From a conqueror’s perspective, it would have been a lot easier to do the following:

  1. Withdraw when the insurgency took hold.
  2. Surround the city, establish complete surveillance, build your own forces up for an attack.
  3. Permit the insurgents to trickle in, but not out of the city. You want as many of them there as possible. Heck, you even give them food as “humanitarian aid”. You want them there.
  4. Once your attack preparations are ready, you roll forward and engage - carefully, cautiously. They man their positions, get ready, fight a little bit…
  5. And from high on overhead, a gaggle of B-52s or B-1s or whatever else carries 50 tons of bombs, levels the fucking city. And again. Then they come a third time, with the heaviest bombs they can carry, just in case there are survivors underneath the rubble or in the sewers.

That, my friend, is the smart approach to winning the battle. That would be the Russian approach, that would have been the American approach in World War II.

You say it’d raise an outcry among the Arabs. You’re damn right. But they’d do nothing about it. If they tried, you’d repeat the feat once or twice and sheer terror would keep them in line.

Everyone here likes to think that terror doesn’t work, that you keep pushing people and they’ll break. I’m sorry, but Saddam Hussein, Oliver Cromwell, Napoleon Bonaparte and every Russian Czar since Ivan IV has proven you wrong. Police states DO work. That’s why they keep springing up over and over.

When I first say this thread, I seriously thought it was an Indiana Jones film.

I eagerly await Ford’s stirring speech toward the film’s end expousing the benefits of democracy and self-determination.

“Get off my plane!”

  • Alan

“Get out of my city!”
<Full street of Fallujah citizens start applauding as a line of captured and chained insurgents are led past them>

Of course police states work. That’s not the issue. The issue is that behaving like a police state is reckless and damaging when the perpetrator claims to be a democracy. If you beat your enemy by becoming him, what have you gained exactly?

An appropriate title would be Indiana Jones and the Next Crusade, no?

So you believe that we should have completely liberal laws in Iraq?

You don’t think this might lead to some chance of minor disorder?

So you believe that we should have completely liberal laws in Iraq?

You don’t think this might lead to some chance of minor disorder?[/quote]
WOOPWOOPWOOP P&R Derail Alert!

So you believe that we should have completely liberal laws in Iraq?

You don’t think this might lead to some chance of minor disorder?[/quote]
WOOPWOOPWOOP P&R Derail Alert![/quote]
Good catch.

We’ll stop the train here before it becomes a trainwreck!

Who knows…maybe It will be Indiana in Iraq.

-Assaf

Personally, I’m looking forward to seeing how Iraq filters into popular culture like movies and TV. I have a hard time imagining it’ll take a “rah rah” pro-invasion stance, however.

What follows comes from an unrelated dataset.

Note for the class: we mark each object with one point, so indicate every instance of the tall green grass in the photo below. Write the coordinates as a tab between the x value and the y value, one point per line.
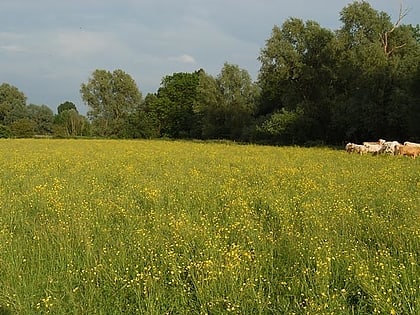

It is kind of goofy imagining Harrison Ford in an Iraq war movie, but the Air Force One comparisons probably aren’t relevant. That was a movie from a whole other pre-9/11 national consciousness.

BTW, there’s also a Steven Bochco production about the war in Iraq. It’s in development for FX. It’s called Over There.

-Tom

You have a “hard time believing” that a movie called The Battle for Fallujah, which starts when four US contractors are torn to pieces by an Iraqi mob and their bodies then burned and dragged through the streets, will be be rah-rah pro-invasion? Huh? But hey, I suppose the movie could show the positive side of torching corpses and dancing around the blackened remains…

Brett- Have you ever seen The Green Berets? Compare to, say, Black Hawk Down.

The movie will almost certainly try to divorce itself from making any larger message about the war.

This is the guy Harrison Ford will be playing. I’ll bet Mrs. Mattis thinks it’s an upgrade.

Well, this is going to be one incomprehensible film. “They dragged some soldiers thorugh the streets, and twice now we’ve ‘cleaned out the city’; they’ll probably come right back.” An inspirational tale.